The exact mechanism of action of xanthines, and theophylline in particular, is unknown.7 It was originally thought that xanthines caused smooth muscle relaxation by inhibition of phosphodiesterase (PDE), leading to an increase in intracellular cyclic adenosine 3′,5′-monophosphate (cAMP). An increase in cAMP causes relaxation of bronchial smooth muscle. The effect of increased cAMP is described in Chapter 6 in the discussion of β-adrenergic agents. Use of this explanation to account for therapeutic xanthine actions has been questioned, however. Several alternative theories concerning the action of xanthines have been proposed in addition to PDE inhibition. Each of the proposed theories of activity for xanthines is briefly described and commented on in the following sections.

Inhibition of phosphodiesterase

Theophylline is a weak and nonselective inhibitor of cAMP-specific PDE. The pathway by which this inhibition can lead to an increase in intracellular cAMP, with consequent bronchial relaxation or antiinflammatory effects, is illustrated in Figure 8-3, A. However, at the dosage levels used clinically in humans, theophylline is a poor inhibitor of the enzyme.8 As a result, this may not be the best theory on how xanthines exert a therapeutic effect. PDE is a generic term referring to at least 11 distinct families that have been identified as hydrolyzing cAMP or cyclic guanosine 3′,5′-monophosphate (cGMP) and that have unique tissue and subcellular distributions. The various PDE families differ in substrate specificity, inhibitor sensitivity, and cofactor requirements.7 There are two cAMP-hydrolyzing PDEs, referred to as PDE3 and PDE4, that may play a role in asthma.

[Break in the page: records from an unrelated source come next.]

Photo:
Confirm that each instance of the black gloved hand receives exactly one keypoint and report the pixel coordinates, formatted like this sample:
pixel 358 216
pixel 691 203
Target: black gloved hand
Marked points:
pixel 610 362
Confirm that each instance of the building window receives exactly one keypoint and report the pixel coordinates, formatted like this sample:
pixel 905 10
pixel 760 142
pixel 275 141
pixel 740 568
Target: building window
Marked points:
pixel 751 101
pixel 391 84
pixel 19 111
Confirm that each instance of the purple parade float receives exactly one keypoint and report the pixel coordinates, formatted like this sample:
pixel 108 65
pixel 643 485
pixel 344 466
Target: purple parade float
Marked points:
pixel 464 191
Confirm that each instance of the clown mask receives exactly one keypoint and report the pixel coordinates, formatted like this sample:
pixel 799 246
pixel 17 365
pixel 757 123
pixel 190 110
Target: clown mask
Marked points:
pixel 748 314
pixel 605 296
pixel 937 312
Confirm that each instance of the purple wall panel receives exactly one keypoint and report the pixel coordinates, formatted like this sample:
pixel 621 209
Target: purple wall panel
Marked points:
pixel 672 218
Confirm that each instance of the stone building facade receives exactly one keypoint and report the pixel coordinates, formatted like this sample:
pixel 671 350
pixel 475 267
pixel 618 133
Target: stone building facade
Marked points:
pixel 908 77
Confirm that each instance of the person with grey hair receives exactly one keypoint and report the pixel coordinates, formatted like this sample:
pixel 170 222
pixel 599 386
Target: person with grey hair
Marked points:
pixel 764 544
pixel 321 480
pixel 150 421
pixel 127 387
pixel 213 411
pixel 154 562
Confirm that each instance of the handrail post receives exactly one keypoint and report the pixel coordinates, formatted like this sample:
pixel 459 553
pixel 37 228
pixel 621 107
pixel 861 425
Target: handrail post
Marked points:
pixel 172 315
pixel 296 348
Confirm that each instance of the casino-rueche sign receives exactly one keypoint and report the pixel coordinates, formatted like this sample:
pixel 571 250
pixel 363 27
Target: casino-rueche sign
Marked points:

PDE4 is expressed in airway smooth muscle, pulmonary nerves, and many proinflammatory and immune cells. PDE4 inhibitors suppress processes thought to contribute to asthma inflammation by blocking the degradation of cAMP in target cells and tissue. The antiinflammatory effect of theophylline and xanthines is reviewed in the discussion of the clinical application of these drugs in COPD and asthma.

Antagonism of adenosine

An alternative explanation of bronchodilation is that theophylline acts by blocking the action of adenosine. This mechanism is illustrated in Figure 8-3, B. Adenosine is a purine nucleoside that can stimulate A1 and A2 receptors. A1-receptor stimulation inhibits cAMP, whereas A2-receptor stimulation increases cAMP. Inhaled adenosine has produced bronchoconstriction in asthmatic patients. Theophylline is a potent inhibitor of both A1 and A2 receptors and could block smooth muscle contraction mediated by A1 receptors.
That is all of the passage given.